La obra central de la muestra son, en realidad, dos y están justamente en la sala central. Es un texto de varias páginas, impreso en grandes papeles enmarcados y embutidos en  heladeras de frigobar. Se trata de un diálogo con un chatbot de Inteligencia Artificial al que Martín le transcribe el siguiente texto:

 “En la lenta fascinación por lo incompleto solo puede ofrecerse un escenario al que dedicar tiempo. Eso y empatía a través de un dispositivo. Pero es todo tan irregular que ya no importa qué porcentaje de realidad aparece en la ficción sino la forma en que la ficción está en la realidad. El arte ayuda a explicitar esa tensión, más cuando sobran fuerzas ficticias. A veces se olvida que el Estado es una enorme máquina narrativa (que no puede sostenerse solo con el uso de la violencia). Cuando el límite entre ficción y realidad se vuelve difuso la paranoia se instala como principio de poder sobre un único modelo de realidad.«

 y a continuación, le pide que lo interprete oración por oración con una perspectiva “optimista”. El resultado de la operación es una curiosa escritura entre educativa y curatorial que parece parodiar a las mejores humanas intenciones. La “otra” obra principal es una gran base blanca con un prisma rectangular de vidrio que proteje una caja de cartón intervenida con un moño negro en señal de luto, un recurso recurrente en la obra de Martín. La caja es un depositario de documentos que pertenece a la firma Iron Mountain.  En esta misma sala, un video ofrece varios modelos de personal de atención al cliente totalmente creados con AI. Enfrente,  otro video recopila los resultados que ofrece Google a la búsqueda: maquillaje anti reconocimiento facial.
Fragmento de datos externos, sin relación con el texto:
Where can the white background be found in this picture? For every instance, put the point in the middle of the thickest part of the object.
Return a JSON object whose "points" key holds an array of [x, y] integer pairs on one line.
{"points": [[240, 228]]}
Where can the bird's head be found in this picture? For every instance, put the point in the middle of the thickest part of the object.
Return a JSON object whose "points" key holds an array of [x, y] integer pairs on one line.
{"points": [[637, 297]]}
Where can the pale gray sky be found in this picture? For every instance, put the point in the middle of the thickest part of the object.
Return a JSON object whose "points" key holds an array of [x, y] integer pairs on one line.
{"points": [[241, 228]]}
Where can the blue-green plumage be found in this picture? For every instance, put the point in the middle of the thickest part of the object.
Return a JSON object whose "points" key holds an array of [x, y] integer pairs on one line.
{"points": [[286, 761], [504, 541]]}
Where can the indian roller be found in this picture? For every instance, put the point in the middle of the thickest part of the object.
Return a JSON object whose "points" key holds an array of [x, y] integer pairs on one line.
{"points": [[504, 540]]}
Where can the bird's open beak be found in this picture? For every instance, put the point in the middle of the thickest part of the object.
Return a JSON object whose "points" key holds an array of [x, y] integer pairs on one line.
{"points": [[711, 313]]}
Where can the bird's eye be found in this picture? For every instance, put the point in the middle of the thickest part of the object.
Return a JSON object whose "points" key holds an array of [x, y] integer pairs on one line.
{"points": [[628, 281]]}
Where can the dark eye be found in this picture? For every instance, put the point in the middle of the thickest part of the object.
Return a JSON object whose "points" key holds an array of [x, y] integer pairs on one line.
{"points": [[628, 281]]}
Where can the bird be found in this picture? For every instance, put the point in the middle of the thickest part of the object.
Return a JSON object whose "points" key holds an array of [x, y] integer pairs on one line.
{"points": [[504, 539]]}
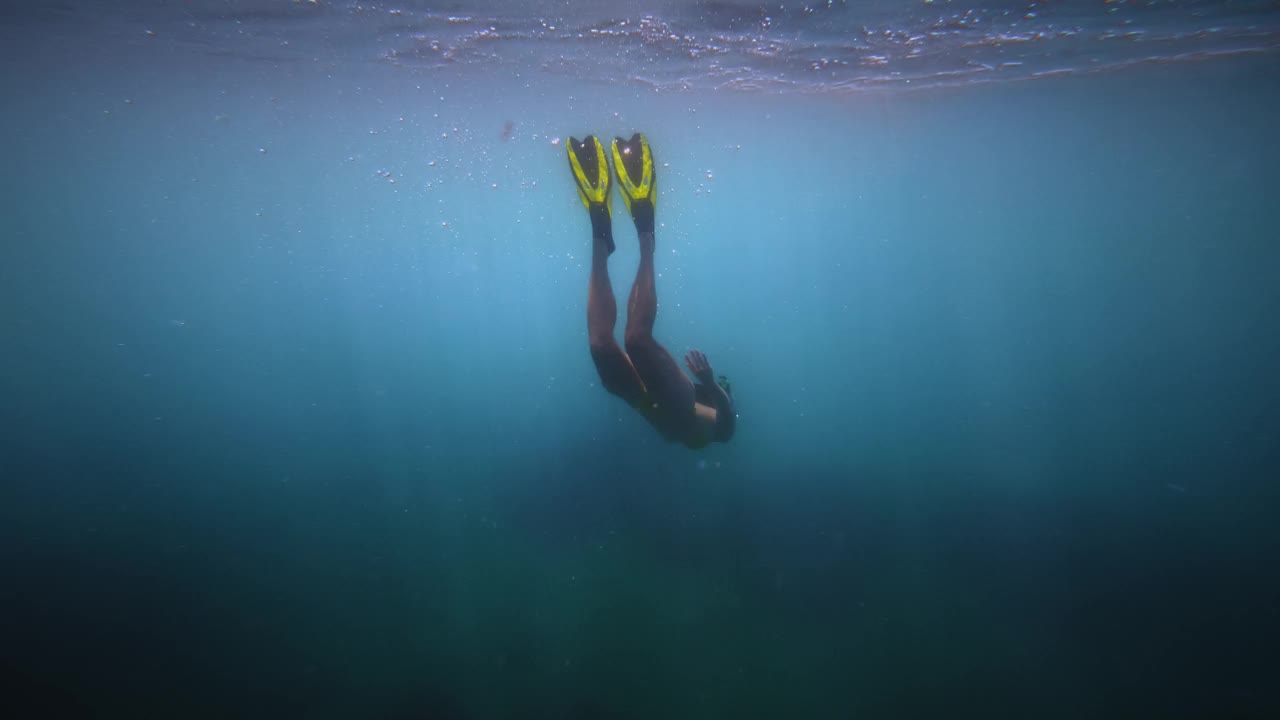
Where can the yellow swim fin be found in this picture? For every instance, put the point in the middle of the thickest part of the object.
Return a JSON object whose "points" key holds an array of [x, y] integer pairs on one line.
{"points": [[590, 171], [634, 164]]}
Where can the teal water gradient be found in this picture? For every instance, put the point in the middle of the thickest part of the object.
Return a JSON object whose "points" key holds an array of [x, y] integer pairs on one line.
{"points": [[287, 438]]}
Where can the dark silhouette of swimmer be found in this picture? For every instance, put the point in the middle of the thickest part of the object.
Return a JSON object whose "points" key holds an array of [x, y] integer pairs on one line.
{"points": [[645, 374]]}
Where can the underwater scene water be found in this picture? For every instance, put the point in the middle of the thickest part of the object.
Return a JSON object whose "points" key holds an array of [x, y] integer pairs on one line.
{"points": [[300, 418]]}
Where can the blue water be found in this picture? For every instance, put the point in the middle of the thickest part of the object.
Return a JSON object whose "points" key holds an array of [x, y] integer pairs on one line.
{"points": [[300, 418]]}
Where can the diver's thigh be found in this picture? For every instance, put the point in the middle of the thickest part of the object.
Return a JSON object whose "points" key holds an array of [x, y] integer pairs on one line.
{"points": [[617, 374]]}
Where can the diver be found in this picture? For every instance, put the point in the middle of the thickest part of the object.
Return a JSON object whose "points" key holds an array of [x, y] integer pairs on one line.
{"points": [[645, 376]]}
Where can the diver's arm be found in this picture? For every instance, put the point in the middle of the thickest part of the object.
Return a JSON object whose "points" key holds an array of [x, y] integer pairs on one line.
{"points": [[726, 420]]}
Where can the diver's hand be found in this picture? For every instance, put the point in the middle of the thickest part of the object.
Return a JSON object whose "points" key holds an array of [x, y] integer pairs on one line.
{"points": [[699, 367]]}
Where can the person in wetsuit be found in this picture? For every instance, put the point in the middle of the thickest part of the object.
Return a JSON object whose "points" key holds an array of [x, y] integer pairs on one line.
{"points": [[645, 376]]}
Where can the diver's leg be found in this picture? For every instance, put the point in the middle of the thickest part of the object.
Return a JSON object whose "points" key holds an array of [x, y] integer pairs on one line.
{"points": [[617, 374], [668, 386]]}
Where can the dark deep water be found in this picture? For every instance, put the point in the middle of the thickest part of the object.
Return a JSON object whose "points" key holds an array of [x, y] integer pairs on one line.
{"points": [[286, 440]]}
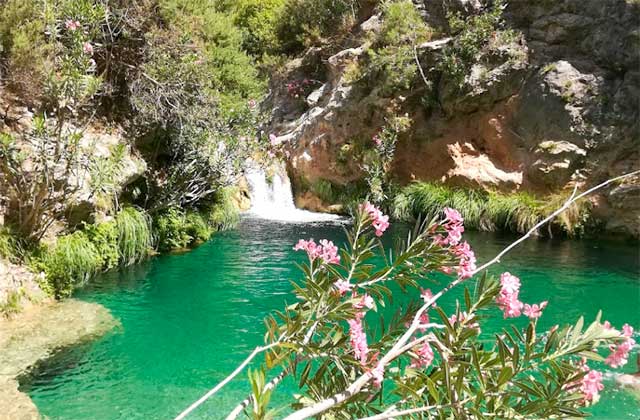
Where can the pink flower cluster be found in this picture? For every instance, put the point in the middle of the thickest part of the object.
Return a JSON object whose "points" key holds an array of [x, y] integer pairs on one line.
{"points": [[380, 221], [87, 48], [297, 88], [620, 353], [343, 286], [273, 139], [425, 356], [509, 302], [72, 25], [453, 224], [591, 384], [358, 338], [467, 265], [326, 250], [463, 318]]}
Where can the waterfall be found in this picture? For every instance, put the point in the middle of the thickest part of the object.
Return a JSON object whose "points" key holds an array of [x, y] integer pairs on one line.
{"points": [[274, 200]]}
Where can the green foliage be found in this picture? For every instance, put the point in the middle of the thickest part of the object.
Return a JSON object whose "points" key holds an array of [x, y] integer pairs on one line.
{"points": [[483, 210], [71, 262], [303, 23], [171, 230], [258, 20], [104, 237], [519, 372], [197, 227], [135, 238], [472, 35], [224, 213], [12, 304], [393, 55], [9, 246]]}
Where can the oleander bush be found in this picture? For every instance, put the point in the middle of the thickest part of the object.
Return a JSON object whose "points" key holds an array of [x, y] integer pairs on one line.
{"points": [[353, 351]]}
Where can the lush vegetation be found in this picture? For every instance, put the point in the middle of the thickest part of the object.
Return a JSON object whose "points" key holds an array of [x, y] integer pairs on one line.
{"points": [[354, 351], [484, 210]]}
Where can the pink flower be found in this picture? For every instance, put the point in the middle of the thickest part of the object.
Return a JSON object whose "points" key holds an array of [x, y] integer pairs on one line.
{"points": [[463, 318], [365, 302], [326, 250], [343, 286], [591, 385], [424, 321], [425, 356], [71, 25], [509, 283], [358, 340], [508, 301], [467, 266], [87, 48], [377, 374], [426, 295], [534, 311], [453, 216], [379, 221], [620, 354], [329, 252]]}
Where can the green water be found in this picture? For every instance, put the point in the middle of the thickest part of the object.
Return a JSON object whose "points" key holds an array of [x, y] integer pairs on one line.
{"points": [[187, 320]]}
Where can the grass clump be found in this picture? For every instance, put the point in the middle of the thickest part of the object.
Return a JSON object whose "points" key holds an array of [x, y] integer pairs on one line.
{"points": [[489, 211], [9, 246], [224, 213], [72, 261], [12, 304], [135, 237]]}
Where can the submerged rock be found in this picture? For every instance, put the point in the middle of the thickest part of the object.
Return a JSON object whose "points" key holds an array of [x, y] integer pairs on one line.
{"points": [[36, 335]]}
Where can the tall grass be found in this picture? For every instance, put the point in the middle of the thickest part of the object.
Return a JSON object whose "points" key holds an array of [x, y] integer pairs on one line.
{"points": [[9, 246], [224, 213], [72, 261], [135, 238], [488, 211]]}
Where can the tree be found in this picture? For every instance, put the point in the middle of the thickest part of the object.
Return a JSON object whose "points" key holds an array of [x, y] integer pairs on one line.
{"points": [[422, 361]]}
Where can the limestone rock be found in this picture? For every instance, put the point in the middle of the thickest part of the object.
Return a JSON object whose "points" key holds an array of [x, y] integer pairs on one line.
{"points": [[555, 162]]}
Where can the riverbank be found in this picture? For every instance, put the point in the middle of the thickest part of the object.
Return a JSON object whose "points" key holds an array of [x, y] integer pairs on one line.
{"points": [[35, 335]]}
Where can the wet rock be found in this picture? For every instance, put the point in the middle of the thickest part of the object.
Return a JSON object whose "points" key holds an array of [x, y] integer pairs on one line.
{"points": [[555, 162]]}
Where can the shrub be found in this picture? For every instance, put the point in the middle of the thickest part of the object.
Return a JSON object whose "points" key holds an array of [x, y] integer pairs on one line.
{"points": [[135, 238], [483, 210], [12, 304], [258, 20], [9, 246], [393, 56], [308, 22], [104, 237], [71, 262], [197, 227], [224, 213]]}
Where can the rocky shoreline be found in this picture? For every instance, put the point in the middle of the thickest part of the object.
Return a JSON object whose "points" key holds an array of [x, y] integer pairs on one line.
{"points": [[37, 334]]}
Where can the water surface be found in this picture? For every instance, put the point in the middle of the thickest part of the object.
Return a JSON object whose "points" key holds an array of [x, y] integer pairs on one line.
{"points": [[189, 319]]}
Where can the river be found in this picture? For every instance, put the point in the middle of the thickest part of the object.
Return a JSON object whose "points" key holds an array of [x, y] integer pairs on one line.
{"points": [[188, 319]]}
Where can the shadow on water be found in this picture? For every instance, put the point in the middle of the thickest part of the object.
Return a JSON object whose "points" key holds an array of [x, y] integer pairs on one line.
{"points": [[189, 319]]}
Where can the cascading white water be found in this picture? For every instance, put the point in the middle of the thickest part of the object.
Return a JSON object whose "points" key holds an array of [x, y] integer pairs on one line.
{"points": [[275, 200]]}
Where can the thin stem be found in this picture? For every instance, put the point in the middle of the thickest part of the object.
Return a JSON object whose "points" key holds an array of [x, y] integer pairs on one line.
{"points": [[233, 374], [394, 352]]}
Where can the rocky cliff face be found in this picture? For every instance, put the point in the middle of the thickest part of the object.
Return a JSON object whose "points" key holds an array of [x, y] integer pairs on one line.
{"points": [[555, 106]]}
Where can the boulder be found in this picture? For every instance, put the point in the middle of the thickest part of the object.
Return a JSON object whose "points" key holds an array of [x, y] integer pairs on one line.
{"points": [[555, 162]]}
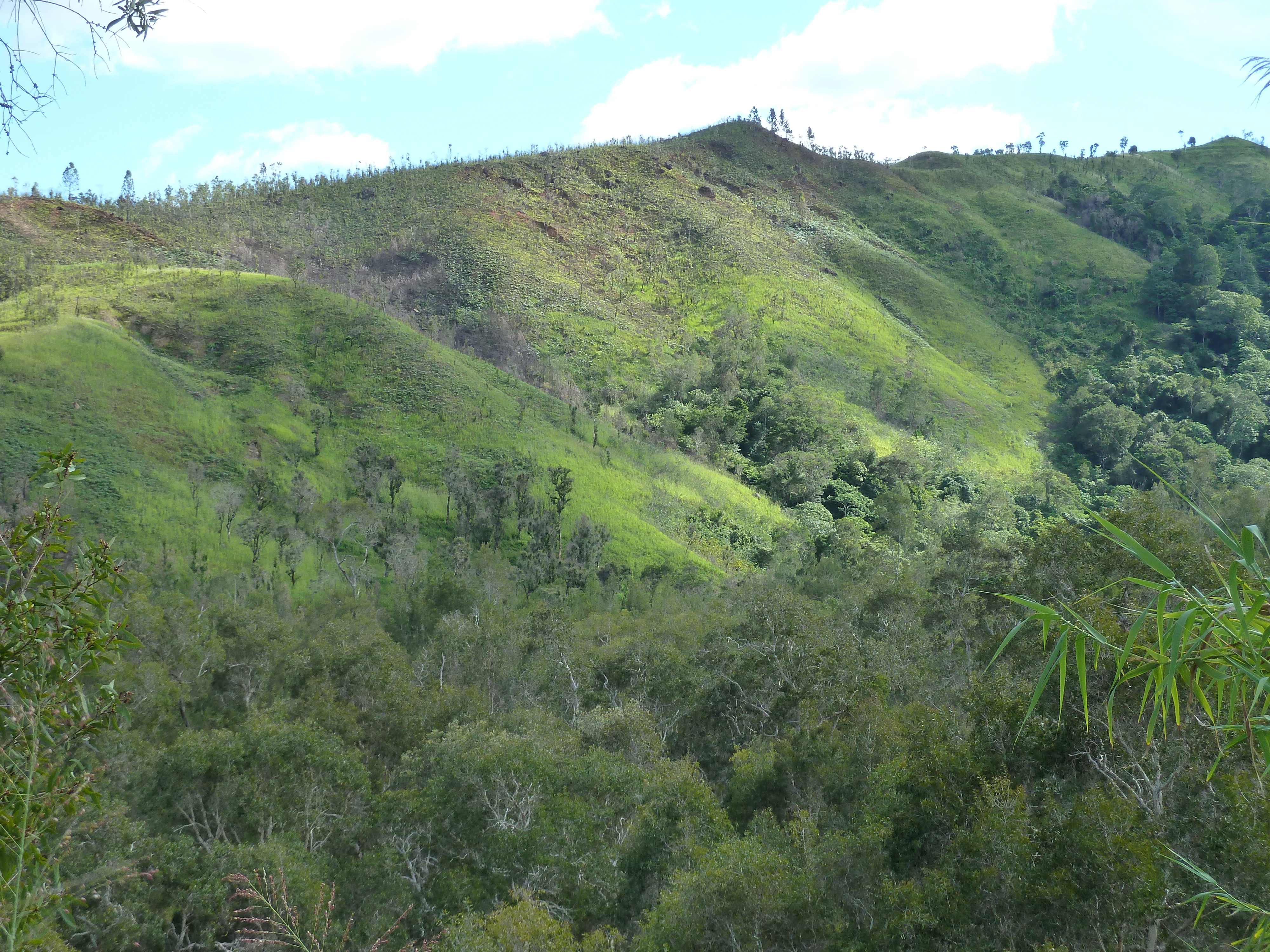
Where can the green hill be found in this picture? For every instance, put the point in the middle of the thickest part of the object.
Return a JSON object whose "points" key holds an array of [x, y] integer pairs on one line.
{"points": [[162, 370], [591, 549], [726, 308]]}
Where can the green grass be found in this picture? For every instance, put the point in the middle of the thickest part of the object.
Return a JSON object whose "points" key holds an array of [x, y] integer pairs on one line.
{"points": [[610, 262], [181, 367]]}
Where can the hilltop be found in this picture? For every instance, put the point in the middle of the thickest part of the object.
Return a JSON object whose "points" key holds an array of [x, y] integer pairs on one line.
{"points": [[766, 314], [594, 549]]}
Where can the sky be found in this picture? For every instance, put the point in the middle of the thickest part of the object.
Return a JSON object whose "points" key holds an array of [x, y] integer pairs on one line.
{"points": [[223, 87]]}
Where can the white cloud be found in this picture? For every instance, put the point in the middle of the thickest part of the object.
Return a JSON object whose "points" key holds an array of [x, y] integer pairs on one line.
{"points": [[858, 76], [170, 147], [303, 147], [239, 39]]}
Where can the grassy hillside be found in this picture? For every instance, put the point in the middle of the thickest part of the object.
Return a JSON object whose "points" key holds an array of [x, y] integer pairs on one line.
{"points": [[164, 369], [752, 307], [599, 271], [384, 645]]}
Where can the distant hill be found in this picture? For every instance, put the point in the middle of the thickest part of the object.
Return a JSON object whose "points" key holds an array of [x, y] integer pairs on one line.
{"points": [[728, 317]]}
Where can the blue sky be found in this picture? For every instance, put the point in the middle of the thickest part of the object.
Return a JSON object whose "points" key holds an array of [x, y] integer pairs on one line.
{"points": [[224, 86]]}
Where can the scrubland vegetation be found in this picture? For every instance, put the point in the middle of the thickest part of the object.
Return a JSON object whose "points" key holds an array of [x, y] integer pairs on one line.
{"points": [[601, 549]]}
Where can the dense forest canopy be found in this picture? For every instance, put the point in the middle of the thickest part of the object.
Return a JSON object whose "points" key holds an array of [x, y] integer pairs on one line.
{"points": [[600, 548]]}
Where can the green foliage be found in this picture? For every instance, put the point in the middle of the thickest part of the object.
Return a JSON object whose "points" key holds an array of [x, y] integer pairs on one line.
{"points": [[608, 567], [57, 634]]}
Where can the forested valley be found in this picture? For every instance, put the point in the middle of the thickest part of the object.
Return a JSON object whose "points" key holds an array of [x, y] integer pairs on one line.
{"points": [[604, 549]]}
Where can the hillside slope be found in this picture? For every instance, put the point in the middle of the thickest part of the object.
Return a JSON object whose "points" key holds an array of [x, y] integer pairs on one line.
{"points": [[760, 308], [152, 371]]}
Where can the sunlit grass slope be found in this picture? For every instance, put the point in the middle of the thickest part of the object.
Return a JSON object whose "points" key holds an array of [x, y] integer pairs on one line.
{"points": [[614, 260], [162, 369]]}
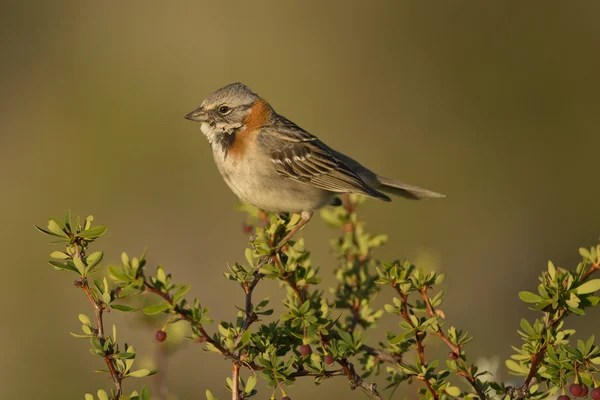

Los dos videos nos traen, sucesivamente, innumerables personas virtuales dispuestas a sustituir tareas “de servicios”, y luego el ingenio al servicio de “como desaparecer” frente a la vigilancia, pero encarnado en una multitud de autoproducidos sujetos creativos, atrapados entre el escape de la matrix y la ansiedad por el reconocimiento identitario. Está claro que la visión idílica de la Internet como “herramienta” ha sido dejada atrás hace años  para dar paso a una visión paranoide apocalíptica, incluso antes del surgimiento de las perturbadoras simulaciones de subjetividad maquínica. 

La última sala presenta unos lúdicos collages con fotos de diferentes tonos de piel humana con intervenciones de IA. Esta vez, stickers que remiten nuevamente a los 70 con el texto “be real forever”. La última obra es un gran prisma de vidrio que emite una luz tenue junto a un muro de espejos que refleja al espectador. Se trata de una antigua máquina de aquellas falsarias que proponen capturar un muñeco de tela, en este caso, un solitario personaje inanimado con las mismas características de aquellos que Martín hizo diseñar a la IA rodeado de algunas piedras. Son las inertes piedras (las únicas) que recuerdan, aludidas en el título de la muestra.

La tradición del Escuelismo como refugio en la manualidad, la artesanía y la autenticidad parece un talismán poderoso al que aferrarse en respuesta a los cambios tecnológicos para el medio artístico. En tiempos de bots todo museo es un templo que un tatuaje falso de Legón consigue profanar. 

PD: busquen a Carlos Kusnir, un artista que se fué y no volvió.